3.28 Healthcare Improvement Scotland and several stakeholders during consultation stated that glatiramer acetate is the safest drug for anyone who wants to become pregnant. Although glatiramer acetate is not contraindicated during pregnancy, its marketing authorisation suggests that it is preferable to avoid its use during pregnancy. The committee understood from consultation comments that glatiramer acetate is considered the safest drug available during the pre-conception period.

Special considerations should be given to people who cannot prepare beta interferon‑1b treatments

3.29 The committee noted comments from consultation before the fourth committee meeting that interferon beta‑1b is supplied as a solvent and powder, which patients (or carers) must mix each time they administer the treatment. This process is more difficult than treatments employing ready-to-use injection devices. The committee understood that some people will therefore have difficulty using Extavia and Betaferon, particularly people with manual dexterity, visual or cognitive difficulties, which are common in people with multiple sclerosis. The committee concluded that consideration should be given to this group of people with respect to the ease of preparation and administration of beta interferons.

Innovation

The technologies were innovative compared with best supportive care when they became available on the NHS

3.30 The committee considered that beta interferons and glatiramer acetate may have been considered innovative compared with best supportive care when they became available in the NHS. Several newer technologies have since become available that were considered innovative when compared with beta interferons and glatiramer acetate. The committee noted that the benefits of ease of preparation and administration using auto-injection devices (see section 3.29) were not captured in the cost-effectiveness analysis and took this into account.

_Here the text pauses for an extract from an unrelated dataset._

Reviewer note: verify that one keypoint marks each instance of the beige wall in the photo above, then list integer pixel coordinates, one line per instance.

Cost-effectiveness results

Interferon beta‑1a, interferon beta‑1b (Extavia) and glatiramer acetate are a cost-effective use of NHS resources

3.31 The committee considered the cost-effectiveness results for beta interferons and glatiramer acetate, taking into account its preferences, including waning in treatment effect (see section 3.19), using the pooled RSS results (see section 3.14 and section 3.15) and the patient access schemes where applicable. Specific incremental cost-effectiveness ratio (ICER) values cannot be reported as this would allow the back-calculation of confidential discounts.

  • The ICER for interferon beta‑1b (Extavia) compared with best supportive care was below £30,000 per QALY gained. The committee concluded that Extavia was a cost-effective use of NHS resources for people with relapsing–remitting multiple sclerosis or secondary progressive multiple sclerosis with continued relapses.

  • The committee noted that the ICERs for interferon beta‑1a compared with best supportive care were above £30,000 per QALY gained. It took into account the equality considerations applied with respect to the group of people who will find the preparation and administration of Extavia challenging (see section 3.29) because it was the only beta interferon that was cost effective at a threshold of less than £30,000 per QALY gained. The committee agreed that alternative beta interferons should be available for patients. The committee concluded that interferon beta‑1a was a cost-effective use of NHS resources for people with relapsing–remitting multiple sclerosis in this context.

  • The ICER for glatiramer acetate compared with best supportive care was below £30,000 per QALY gained. The committee was aware that a generic version of glatiramer acetate (Brabio) is available in the NHS, and understood that the price of glatiramer acetate is likely to fall in the future. The committee concluded that glatiramer acetate was a cost-effective use of NHS resources for people with relapsing–remitting multiple sclerosis.

  • The committee considered glatiramer acetate, interferon beta‑1a and interferon beta‑1b to be broadly similar in clinical effectiveness (see section 3.10). However, it noted that (interferon beta‑1b) Betaferon was the most expensive technology. In addition, the ICER for Betaferon was above £30,000 per QALY gained. The committee concluded that Betaferon was not a cost-effective use of NHS resources for people with relapsing–remitting multiple sclerosis.